Ansel Adams :
Grass, Glacier Bay National Monument, Alaska [c.1948/1974, MET]
« Cette sorte de sourire que sont parfois aussi les fleurs, au milieu des herbes graves. »
(Philippe Jaccottet, Ce peu de bruit, Gallimard, 2008, p. 48.)
Peter Henry Emerson (1856-1936) : Gathering water lilies [c.1886]
« Amitié : c’est une libre et heureuse promesse à soi, qui
change une sympathie naturelle en un accord inaltérable, d’avance au-dessus de l’âge, des passions, des rivalités, des intérêts et des hasards. Cela n’est pas ordinairement exprimé, mais on en
voit les effets, et l’on s’y fie absolument, ce qui permet une liberté des entretiens et des jugements sans aucune ruse. »
(Alain, Définitions, dan s Les Arts et les Dieux, p. 1031)
Monet,
Nymphéas
« Nous pouvons
nous réjouir de l’être ami comme du nôtre propre, nous réjouir qu’il soit, simplement.“De même que notre propre existence est pour chacun de nous désirable,
de même, ou d’une manière analogue, l’existence de notre ami” [Aristote, Ethique à Nicomaque, IX, 9, 1170 B] Non plus la joie qu’il ait la beauté, la vertu ou l’habileté, mais la joie qu’il soit. »

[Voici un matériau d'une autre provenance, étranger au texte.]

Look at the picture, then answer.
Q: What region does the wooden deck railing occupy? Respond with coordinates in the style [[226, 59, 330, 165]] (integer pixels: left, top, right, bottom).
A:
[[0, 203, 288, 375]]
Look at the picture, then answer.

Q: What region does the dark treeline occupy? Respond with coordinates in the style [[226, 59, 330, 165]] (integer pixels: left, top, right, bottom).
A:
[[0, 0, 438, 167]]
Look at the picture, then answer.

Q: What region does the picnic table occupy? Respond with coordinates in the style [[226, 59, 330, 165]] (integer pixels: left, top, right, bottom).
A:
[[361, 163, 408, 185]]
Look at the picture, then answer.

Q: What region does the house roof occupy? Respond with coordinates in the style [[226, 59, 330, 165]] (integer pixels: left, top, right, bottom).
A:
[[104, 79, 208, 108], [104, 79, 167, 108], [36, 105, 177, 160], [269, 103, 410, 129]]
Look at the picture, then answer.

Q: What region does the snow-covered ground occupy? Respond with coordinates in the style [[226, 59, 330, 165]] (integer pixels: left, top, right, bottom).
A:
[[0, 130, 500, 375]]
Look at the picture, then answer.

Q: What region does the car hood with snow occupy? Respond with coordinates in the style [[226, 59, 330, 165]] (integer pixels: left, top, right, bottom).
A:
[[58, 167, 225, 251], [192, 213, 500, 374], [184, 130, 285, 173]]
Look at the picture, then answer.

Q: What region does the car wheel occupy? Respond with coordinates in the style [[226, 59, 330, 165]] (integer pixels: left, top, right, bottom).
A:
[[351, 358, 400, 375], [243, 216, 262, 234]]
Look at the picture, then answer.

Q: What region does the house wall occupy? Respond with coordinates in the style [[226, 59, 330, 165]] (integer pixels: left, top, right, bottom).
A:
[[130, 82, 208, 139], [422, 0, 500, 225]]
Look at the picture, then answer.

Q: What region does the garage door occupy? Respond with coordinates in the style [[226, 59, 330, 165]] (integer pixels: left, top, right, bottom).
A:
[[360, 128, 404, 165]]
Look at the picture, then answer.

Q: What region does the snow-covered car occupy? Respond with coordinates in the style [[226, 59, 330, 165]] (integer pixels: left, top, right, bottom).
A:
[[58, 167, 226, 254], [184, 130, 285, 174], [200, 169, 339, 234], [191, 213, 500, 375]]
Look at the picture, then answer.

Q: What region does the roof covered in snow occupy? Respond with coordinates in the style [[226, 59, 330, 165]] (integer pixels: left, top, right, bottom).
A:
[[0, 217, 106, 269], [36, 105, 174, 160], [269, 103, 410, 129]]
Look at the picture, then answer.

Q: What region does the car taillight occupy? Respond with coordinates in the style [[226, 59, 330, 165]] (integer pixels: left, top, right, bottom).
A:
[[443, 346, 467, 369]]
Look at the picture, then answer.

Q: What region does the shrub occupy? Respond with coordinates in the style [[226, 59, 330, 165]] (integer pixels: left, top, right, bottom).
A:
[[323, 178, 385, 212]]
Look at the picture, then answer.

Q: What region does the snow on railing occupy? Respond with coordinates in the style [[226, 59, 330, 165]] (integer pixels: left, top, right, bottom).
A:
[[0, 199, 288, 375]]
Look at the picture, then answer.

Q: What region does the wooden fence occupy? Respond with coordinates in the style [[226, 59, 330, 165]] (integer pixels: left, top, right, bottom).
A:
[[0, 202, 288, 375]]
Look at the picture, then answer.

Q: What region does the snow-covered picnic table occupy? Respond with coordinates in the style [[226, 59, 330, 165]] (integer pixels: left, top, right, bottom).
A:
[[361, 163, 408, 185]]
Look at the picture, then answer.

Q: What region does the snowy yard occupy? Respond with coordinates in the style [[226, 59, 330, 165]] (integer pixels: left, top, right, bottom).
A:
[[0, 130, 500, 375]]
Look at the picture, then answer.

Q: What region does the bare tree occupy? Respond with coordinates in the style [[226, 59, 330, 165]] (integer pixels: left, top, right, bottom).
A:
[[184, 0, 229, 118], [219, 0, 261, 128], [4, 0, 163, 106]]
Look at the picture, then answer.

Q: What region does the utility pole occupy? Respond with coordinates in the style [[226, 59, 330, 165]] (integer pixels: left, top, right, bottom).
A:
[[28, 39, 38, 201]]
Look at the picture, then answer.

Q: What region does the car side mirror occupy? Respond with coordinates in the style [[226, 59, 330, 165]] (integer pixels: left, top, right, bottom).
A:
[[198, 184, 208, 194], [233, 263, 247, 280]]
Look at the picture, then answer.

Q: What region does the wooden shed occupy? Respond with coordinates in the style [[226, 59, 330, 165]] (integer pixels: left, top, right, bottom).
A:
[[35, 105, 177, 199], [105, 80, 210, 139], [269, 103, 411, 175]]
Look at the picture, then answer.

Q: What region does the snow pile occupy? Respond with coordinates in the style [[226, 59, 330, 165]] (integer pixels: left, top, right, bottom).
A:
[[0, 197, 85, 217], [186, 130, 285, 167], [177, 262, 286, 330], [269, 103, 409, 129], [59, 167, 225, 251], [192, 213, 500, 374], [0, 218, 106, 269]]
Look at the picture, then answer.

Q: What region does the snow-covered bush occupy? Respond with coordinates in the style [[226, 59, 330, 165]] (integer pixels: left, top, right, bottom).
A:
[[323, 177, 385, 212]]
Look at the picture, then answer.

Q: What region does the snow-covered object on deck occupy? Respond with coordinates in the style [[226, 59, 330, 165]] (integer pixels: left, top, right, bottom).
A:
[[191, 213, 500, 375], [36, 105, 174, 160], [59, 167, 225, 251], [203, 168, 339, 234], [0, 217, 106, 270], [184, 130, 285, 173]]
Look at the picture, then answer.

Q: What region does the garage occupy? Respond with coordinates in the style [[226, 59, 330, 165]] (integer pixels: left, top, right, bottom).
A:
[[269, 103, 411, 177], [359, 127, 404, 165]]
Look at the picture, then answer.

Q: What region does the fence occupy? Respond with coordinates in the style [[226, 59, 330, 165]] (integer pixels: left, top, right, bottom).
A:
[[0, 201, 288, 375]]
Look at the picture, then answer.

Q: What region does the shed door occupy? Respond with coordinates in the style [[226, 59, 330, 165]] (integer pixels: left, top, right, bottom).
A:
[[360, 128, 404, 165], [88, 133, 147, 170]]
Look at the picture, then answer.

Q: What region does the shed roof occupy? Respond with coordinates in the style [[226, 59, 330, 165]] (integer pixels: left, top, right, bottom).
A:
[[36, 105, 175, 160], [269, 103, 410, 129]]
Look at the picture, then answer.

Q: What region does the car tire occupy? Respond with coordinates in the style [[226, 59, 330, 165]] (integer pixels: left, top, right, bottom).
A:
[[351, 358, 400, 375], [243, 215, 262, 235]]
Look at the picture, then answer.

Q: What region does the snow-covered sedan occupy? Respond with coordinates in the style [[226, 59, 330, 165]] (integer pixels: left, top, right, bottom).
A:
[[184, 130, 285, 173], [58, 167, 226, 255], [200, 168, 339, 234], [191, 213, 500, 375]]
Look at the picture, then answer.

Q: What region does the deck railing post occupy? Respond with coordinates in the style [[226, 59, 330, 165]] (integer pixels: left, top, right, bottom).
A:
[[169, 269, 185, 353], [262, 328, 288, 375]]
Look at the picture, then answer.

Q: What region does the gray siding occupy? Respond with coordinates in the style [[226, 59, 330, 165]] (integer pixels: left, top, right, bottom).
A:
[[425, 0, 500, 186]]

(Jean-Louis Chrétien, « Le regard de l’amitié », dans La Voix nue, 1990, p. 217)
Monet,
Nymphéas
« Quand nous
regardons vers l'être de l'ami, ou aussi bien vers le nôtre propre, notre regard ne forme pas la contemplation d'une essence seulement possible, ce qu'il prend en garde ne se réduit pas à ce
que l'ami est, ou à ce que nous sommes, c'est aussi et d'abord que l'ami soit, ou que nous soyons. Etre n'est pas la condition indifférente pour pouvoir devenir heureux ou malheureux, l'être
seul déjà est une source de joie, et toute autre joie ne sera pas tant un supplément que l'accomplissement, et comme la fleur, de ce premier surcroît sur le rien. »
(Jean-Louis Chrétien, « Le regard de l’amitié », dans La Voix nue, 1990, p. 216)
Ansel
Adams (1902-1984) : Morning glories, Massachusetts [1958]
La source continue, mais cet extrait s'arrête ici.